И вот через день, когда я с товарищами пришел в лагерь, увидел свою мечту в окружении целой группы курсантов, дарящей ей яблочки, ласковые улыбочки, восторженные взгляды и слова. И она всем улыбалась и со всеми была одинаково хороша.
Я поздоровался и подсел к ней. Она была в нерешительности.
- Пойдем, пройдемся - предложил я.
- Позже. Видите ли, сейчас неудобно. Придет подруга, и тогда пойдем.
Но и когда подруга подошла к нам, она все еще отказывалась. Долго не стал упрашивать, и хотя она обещала позже, просила подождать - простился холодным рукопожатием и пришел снова только на другой день.
Дома ее не оказалось. Я подцепил другую, хорошенькую, грамотную девчушку и долго с ней беседовал. Узнал всю жизнь, всю биографию от начала до конца. Выяснил какого она года и даже где и как жила во время немецкой оккупации, а затем в Германии, куда ее вывезли немцы. Но главного так и не спросил - ее имени - узнать не догадался.
В середине разговора явилась Аня, почему-то решила, что я исключительно ее дожидаюсь, и сказала, как бы опережая мой вопрос: "Подождите секундочку, я сейчас выйду".
Мы продолжали разговаривать. Вдруг она вышла и прошла мимо. Мне показалось, что она обиделась. Быстро простился я с интересной безымянной девушкой и догнал, окликнул "Аня!" Она остановилась, но подруги торопили: "Скорей, на работу опоздаем". Она извинилась, стала отговариваться своей занятостью, и затем простилась.
- Если хотите, завтра в 8 часов.
На другой день, 17 числа, я был занят, и только к вечеру после ужина у меня выдалось свободное время. Перевалило за 22. Решил ехать велосипедом, но все поиски не принесли результатов. Перспектива идти пешком не радовала. Решил жертвовать патефоном - сменял его на велосипед и поехал. Во дворе общежития сделал несколько кругов. Ани не было. Встретил другую, безымянную, в розовом платье девушку, улыбнулся ей, но не подошел. Решил не бросаться за двумя сразу, а поочередно сблизиться с каждой и выбрать что получше для своего время провождения.
Я стал решительней по сравнению с предыдущими годами, забыл робость и потерял застенчивость. Девушки, к тому же, лишились гордости и высокомерия, в силу роста цены мужчины за время войны.
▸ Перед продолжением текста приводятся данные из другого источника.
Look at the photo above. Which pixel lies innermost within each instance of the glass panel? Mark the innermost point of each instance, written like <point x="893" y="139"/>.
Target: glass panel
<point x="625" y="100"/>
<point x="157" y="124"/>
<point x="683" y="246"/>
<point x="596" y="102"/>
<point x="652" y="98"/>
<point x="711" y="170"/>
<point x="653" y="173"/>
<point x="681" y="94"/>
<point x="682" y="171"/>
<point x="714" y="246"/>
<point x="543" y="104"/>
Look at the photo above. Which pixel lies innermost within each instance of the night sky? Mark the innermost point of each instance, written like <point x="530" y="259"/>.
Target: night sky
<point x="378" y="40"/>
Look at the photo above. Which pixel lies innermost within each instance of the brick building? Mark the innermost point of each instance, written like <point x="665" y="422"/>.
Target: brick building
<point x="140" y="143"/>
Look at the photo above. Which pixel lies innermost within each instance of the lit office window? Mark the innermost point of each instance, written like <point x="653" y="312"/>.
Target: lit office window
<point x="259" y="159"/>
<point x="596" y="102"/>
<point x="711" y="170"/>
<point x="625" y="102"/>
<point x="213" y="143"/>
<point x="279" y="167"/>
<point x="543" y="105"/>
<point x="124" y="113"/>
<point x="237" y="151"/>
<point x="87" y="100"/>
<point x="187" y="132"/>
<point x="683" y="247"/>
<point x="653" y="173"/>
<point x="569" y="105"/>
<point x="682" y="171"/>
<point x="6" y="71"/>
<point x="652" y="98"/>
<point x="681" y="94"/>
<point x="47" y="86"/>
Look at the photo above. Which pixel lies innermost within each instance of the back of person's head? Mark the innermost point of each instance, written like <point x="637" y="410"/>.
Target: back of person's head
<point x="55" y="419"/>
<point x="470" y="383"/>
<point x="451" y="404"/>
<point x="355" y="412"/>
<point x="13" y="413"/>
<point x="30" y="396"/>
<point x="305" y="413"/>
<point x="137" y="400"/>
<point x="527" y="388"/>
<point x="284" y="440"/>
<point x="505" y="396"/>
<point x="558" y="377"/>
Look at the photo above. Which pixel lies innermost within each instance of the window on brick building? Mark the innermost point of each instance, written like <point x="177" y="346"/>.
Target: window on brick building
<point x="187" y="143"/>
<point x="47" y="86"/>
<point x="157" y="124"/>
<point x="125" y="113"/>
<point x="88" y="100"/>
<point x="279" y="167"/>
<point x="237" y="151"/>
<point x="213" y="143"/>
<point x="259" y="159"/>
Я не урод и могу рассчитывать на любовь, уважение, ласку столь желанную, наконец, многих хорошеньких девушек. Я буду купаться в этой ласке, знаю, а пока только изредка и тайком успеваю в нее окунуться, но не надолго и без определенных результатов, а, тем-более, без полезных и памятных последствий.
Но вернусь к рассказу. Подруга Ани, встретившаяся мне на дороге, ничего решительно сказать не сумела о местопребывании девушки, и я уже собрался ехать домой, как встретил ехавшую на велосипеде навстречу мне Аню. Остановился, стал ждать. Она кивнула головой и как ни в чем не бывало продолжала кататься, потом слезла с машины, подошла к бойцам-курсантам и стала с ними разговаривать. Не выдержало мое самолюбие. Последний круг, и во весь нажим педалей устремился домой.
На этом пока закончил, но буду еще бывать и на озере, и в живописном лагере русских, многими из которых потеряны на сегодня не только честность и приличие, но и образ человеческий, утопленный в океане разврата, захлестнувшим Европу во время войны дикими волнами грязи.
С немками мне не по пути идеологически, нравственно. Есть у них хорошенькие, красивые даже, но они не способны меня затронуть по-настоящему и всколыхнуть мои чувства любовью и думами. В ласках они не отказывают, да и вообще ни в чем.
23.07.1945
Настроение какое-то полуобывательское, нет ни к чему инициативы. Чего-то хочется непостижимого. Мечтается о чем-то большом, впечатлительном, полном контрастов и преисполненном теплоты и благополучия. Надоело влачить полунищенское существование, терпеть во всем нужду, обиду и обман.